Kansas is considering raising taxes on its poor and cutting them for everybody else.
State Republicans have been campaigning to overhaul the tax code in Kansas to spur growth. The idea is that, by eliminating income taxes for residents and small businesses, lowering the sales tax and ditching a host of tax credits, Kansans will have more money and thus stimulate the economy.
But for the state’s poorest, the devil is in the details.
A Kansas House tax committee passed a bill in which anyone making less than $25,000 a year — roughly half a million of the state’s 2.9 million residents — will pay an average of $72 more in taxes, while those making more than $250,000 — about 21,000 people — will see a $1,500 cut, according to Kansas Department of Revenue estimates cited by the Kansas City Star.
The hike would come from the elimination of tax credits typically benefitting the poor.
The Kansas House bill, still under review by legislative leadership, is actually a less-ambitious version than one initially proposed by Republican Gov. Sam Brownback in which the poorest would pay $156 more in income taxes while those making $250,000 a year would pay $5,200 less.
The state’s liberals, probably as you’d expect, have been outraged.
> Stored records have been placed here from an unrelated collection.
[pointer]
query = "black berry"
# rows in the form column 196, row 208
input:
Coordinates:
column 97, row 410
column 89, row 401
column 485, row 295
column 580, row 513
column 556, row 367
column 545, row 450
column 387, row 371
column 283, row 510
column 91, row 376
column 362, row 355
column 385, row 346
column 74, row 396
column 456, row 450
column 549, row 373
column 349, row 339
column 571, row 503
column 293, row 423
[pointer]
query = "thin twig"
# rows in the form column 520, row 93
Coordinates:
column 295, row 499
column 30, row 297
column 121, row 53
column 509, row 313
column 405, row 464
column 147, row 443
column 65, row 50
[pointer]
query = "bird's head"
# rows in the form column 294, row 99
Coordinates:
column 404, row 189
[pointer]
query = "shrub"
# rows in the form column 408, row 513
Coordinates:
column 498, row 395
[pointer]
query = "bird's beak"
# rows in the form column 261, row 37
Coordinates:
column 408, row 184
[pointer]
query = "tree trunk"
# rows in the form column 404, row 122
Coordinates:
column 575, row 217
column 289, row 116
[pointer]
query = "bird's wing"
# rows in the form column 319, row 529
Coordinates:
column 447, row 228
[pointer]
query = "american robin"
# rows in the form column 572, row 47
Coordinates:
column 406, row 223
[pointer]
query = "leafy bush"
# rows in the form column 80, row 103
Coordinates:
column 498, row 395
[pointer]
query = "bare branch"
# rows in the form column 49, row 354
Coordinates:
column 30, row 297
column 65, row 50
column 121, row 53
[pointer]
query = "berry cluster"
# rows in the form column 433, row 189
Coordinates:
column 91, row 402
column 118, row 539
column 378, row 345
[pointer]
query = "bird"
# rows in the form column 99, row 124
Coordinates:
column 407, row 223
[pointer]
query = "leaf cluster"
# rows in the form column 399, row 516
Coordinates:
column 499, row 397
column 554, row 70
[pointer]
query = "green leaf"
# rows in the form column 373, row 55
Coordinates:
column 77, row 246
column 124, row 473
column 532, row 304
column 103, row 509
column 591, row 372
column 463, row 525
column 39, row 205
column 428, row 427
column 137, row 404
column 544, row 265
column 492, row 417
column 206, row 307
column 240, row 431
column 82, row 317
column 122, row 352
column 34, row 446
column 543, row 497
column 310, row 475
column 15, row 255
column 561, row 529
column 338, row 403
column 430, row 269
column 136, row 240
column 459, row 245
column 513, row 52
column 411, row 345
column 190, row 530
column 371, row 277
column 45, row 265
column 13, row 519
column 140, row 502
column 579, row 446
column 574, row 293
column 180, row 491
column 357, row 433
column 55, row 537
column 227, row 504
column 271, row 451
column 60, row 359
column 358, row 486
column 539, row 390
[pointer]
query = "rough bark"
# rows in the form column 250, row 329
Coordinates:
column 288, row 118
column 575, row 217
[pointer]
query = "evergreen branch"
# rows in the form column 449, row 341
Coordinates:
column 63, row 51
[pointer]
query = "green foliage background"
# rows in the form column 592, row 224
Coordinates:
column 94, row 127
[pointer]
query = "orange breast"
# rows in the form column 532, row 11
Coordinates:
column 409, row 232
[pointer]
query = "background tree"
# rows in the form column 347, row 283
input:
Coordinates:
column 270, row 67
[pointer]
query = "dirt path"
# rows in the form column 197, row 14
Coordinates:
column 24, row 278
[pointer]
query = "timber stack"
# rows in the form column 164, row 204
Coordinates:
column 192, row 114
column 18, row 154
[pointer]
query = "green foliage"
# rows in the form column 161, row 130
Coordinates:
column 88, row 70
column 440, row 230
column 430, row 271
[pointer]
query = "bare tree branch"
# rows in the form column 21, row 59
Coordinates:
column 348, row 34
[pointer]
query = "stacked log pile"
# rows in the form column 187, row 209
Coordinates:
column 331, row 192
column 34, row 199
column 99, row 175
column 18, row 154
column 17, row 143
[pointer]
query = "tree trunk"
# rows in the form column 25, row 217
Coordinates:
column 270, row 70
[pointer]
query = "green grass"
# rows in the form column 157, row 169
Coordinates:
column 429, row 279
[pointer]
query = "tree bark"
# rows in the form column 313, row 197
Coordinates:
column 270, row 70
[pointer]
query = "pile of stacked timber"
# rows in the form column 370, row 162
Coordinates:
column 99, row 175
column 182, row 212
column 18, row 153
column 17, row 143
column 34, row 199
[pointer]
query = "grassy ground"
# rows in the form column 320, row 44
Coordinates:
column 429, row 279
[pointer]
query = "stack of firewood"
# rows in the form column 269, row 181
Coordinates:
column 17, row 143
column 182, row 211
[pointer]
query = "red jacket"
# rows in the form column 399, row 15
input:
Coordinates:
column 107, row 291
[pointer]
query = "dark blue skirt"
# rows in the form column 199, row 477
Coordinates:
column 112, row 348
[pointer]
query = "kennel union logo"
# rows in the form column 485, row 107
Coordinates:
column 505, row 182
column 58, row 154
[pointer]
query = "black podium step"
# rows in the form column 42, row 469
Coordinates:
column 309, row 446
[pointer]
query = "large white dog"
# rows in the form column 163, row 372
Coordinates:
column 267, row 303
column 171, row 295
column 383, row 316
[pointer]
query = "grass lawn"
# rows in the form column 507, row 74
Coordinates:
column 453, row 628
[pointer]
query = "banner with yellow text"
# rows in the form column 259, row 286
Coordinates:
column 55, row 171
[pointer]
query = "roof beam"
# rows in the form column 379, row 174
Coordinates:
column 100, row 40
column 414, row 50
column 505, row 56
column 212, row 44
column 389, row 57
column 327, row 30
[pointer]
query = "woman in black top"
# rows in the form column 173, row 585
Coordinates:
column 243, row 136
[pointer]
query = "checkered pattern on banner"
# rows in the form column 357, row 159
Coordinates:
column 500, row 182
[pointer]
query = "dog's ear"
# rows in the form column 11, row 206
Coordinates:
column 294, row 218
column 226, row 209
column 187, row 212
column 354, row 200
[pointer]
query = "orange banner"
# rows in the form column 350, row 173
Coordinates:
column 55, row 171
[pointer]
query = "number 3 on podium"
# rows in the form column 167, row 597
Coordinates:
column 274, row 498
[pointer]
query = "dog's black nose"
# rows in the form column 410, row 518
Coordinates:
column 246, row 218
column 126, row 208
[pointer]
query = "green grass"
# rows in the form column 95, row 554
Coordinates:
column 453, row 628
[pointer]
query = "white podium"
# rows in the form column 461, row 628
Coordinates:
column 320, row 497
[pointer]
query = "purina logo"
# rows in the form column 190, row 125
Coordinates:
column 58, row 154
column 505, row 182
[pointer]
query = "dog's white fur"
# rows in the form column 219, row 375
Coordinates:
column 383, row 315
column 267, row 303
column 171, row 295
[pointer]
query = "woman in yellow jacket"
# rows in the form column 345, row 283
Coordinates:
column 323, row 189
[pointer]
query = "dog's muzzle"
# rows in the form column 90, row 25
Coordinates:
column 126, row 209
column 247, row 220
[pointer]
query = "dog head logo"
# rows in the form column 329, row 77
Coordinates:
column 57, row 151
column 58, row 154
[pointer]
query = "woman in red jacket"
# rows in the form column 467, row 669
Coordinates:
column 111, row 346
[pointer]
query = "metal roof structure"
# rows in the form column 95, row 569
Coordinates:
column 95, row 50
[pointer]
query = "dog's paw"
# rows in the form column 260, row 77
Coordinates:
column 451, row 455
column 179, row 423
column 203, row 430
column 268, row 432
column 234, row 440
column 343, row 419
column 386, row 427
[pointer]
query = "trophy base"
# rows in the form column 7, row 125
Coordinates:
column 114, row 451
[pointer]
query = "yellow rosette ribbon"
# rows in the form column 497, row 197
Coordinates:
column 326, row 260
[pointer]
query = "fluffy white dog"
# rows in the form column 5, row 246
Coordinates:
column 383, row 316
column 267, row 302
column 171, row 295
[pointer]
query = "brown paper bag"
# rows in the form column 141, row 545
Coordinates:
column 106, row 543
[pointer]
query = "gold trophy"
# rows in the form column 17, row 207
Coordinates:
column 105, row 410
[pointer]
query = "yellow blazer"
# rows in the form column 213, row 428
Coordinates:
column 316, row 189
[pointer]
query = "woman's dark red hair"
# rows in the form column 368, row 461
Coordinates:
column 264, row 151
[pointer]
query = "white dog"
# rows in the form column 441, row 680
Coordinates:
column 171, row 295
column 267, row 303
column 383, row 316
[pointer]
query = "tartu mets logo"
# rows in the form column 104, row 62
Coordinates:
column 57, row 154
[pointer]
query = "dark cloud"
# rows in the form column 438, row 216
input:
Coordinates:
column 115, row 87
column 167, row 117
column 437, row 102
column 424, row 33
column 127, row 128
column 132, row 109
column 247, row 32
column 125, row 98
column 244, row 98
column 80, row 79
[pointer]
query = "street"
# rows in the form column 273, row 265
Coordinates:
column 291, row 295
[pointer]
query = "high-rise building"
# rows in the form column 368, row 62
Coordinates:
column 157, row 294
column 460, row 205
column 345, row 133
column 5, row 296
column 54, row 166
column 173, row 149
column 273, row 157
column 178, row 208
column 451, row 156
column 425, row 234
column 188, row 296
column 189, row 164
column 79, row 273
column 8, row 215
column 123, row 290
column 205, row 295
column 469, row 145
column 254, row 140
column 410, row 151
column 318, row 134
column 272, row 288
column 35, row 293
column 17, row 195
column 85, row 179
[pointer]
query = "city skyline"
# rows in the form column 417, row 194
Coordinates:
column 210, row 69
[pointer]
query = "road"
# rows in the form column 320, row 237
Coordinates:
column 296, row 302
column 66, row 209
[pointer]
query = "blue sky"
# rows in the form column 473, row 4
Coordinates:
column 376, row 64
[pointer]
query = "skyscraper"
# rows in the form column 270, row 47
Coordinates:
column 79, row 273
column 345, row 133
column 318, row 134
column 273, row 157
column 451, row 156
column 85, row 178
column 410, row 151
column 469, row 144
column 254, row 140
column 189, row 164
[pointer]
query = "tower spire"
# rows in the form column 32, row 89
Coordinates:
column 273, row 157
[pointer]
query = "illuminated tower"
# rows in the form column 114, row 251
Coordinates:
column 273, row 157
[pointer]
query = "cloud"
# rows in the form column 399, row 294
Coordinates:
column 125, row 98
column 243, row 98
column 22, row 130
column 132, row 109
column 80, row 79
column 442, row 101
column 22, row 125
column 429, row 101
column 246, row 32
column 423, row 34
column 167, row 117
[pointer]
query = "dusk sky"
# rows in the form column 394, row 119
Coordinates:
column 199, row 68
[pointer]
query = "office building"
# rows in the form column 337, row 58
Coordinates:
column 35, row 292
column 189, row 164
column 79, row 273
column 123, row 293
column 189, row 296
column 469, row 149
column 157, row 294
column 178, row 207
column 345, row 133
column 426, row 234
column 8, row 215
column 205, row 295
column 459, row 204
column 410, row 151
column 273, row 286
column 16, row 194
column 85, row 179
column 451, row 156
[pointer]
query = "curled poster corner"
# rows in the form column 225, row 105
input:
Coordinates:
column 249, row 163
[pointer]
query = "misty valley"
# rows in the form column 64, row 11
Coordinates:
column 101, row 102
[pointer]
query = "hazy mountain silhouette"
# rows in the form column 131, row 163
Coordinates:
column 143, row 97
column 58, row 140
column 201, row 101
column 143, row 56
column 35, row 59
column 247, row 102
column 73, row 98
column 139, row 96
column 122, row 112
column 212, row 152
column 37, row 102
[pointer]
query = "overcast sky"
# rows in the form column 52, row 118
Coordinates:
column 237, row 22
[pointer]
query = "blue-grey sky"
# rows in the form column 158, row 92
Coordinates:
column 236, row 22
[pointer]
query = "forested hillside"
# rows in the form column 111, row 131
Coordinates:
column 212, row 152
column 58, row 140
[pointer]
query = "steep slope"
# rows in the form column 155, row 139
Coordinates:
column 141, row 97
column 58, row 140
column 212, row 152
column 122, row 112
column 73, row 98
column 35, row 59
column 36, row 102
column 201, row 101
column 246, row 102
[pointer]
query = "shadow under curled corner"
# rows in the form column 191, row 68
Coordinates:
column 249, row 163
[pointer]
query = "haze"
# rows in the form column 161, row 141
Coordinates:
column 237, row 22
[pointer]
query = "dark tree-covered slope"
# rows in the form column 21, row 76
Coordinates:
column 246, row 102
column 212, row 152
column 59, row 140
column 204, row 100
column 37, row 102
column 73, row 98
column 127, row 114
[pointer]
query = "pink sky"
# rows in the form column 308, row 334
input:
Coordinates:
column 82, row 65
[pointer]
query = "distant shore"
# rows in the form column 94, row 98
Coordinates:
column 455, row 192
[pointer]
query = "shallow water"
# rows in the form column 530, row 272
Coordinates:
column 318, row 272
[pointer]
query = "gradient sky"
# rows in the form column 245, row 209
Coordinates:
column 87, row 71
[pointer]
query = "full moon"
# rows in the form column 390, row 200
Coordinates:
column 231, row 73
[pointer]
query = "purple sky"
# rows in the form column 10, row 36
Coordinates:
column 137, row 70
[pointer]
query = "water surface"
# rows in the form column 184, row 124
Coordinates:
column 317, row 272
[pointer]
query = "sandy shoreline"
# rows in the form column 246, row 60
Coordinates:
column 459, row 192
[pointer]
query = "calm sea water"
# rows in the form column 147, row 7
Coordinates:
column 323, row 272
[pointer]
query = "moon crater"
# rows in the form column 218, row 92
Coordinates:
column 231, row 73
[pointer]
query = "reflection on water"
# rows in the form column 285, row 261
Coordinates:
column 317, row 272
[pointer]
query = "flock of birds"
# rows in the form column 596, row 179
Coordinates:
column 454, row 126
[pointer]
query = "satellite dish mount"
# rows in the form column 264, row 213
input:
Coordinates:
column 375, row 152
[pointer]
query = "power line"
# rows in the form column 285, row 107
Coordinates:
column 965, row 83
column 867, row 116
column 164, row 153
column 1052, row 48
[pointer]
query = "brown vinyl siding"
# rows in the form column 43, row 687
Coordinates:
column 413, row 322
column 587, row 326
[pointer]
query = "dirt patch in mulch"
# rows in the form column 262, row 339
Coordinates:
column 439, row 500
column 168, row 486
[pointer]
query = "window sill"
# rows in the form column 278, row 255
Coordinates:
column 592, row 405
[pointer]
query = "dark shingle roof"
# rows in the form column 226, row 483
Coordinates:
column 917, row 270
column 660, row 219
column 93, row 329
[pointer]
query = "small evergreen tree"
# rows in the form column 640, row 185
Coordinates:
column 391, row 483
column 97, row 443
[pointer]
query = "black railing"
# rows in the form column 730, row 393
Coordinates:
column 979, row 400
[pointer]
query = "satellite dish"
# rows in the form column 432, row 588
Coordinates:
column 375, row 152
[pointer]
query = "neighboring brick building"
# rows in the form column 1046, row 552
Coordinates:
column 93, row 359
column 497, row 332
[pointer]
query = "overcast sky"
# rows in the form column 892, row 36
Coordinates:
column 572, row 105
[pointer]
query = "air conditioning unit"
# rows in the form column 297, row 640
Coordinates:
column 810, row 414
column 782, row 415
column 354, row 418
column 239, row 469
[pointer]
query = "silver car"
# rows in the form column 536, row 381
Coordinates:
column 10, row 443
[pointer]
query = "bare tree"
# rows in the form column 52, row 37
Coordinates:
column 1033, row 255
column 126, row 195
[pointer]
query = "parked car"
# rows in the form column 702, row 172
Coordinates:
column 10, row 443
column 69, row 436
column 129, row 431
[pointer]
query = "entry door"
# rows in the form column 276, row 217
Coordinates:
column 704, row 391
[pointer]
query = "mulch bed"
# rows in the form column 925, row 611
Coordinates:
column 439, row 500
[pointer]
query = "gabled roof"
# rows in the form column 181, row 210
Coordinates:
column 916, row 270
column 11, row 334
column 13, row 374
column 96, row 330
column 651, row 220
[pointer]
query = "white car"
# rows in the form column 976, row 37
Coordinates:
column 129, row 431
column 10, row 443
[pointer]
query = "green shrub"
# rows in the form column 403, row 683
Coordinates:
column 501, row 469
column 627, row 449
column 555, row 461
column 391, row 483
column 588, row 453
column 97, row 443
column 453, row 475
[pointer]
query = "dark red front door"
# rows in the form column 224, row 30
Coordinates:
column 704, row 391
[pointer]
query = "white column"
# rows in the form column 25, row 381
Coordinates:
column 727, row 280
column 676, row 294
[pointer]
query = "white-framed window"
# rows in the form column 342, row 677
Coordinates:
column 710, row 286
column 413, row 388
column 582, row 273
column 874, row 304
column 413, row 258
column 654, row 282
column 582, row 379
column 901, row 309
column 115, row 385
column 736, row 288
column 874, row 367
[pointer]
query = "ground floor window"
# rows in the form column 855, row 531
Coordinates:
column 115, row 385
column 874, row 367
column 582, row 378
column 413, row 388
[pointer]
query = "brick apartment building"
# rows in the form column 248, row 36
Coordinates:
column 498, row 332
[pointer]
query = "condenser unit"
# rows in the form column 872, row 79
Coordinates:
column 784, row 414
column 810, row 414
“It’s been Robin Hood in reverse,” Senate Minority Leader Anthony Hensley, a Topeka Democrat, told the Kansas City Star in mid-January. “What we are doing is stealing from the poor to give to the rich.”
The state’s conservatives, probably also as you’d expect, didn’t quite see it that way.
"Our goal is for our economy to look more like Texas, and a lot less like California," Brownback said in a Wall Street Journal editorial praising the anti-income-tax plan.
How much like Texas? Kansas’ unemployment rate is among the lowest in the nation, with 6.3% unemployed, according to the U.S. Bureau of Labor Statistics; Texas’ is 7.8%. The USDA’s Economic Research Service estimates Kansas’ poverty rate to be 13.5%, while Texas’ is 17.9%.
Reaganomics mastermind Art Laffer is getting paid $75,000 to consult on the state’s overhaul, and he ran into some flak in January when he arrived to give testimony on the new plan, according to the Kansas City Star.
Kansas NOW, which recently sounded the alarm when Topeka symbolically decriminalized domestic abuse because of a municipal funding shortfall, challenged Laffer on the elimination of an earned-income tax credit used by single mothers, according to the Star, to which Laffer responded that the best form of welfare is a high-paying job.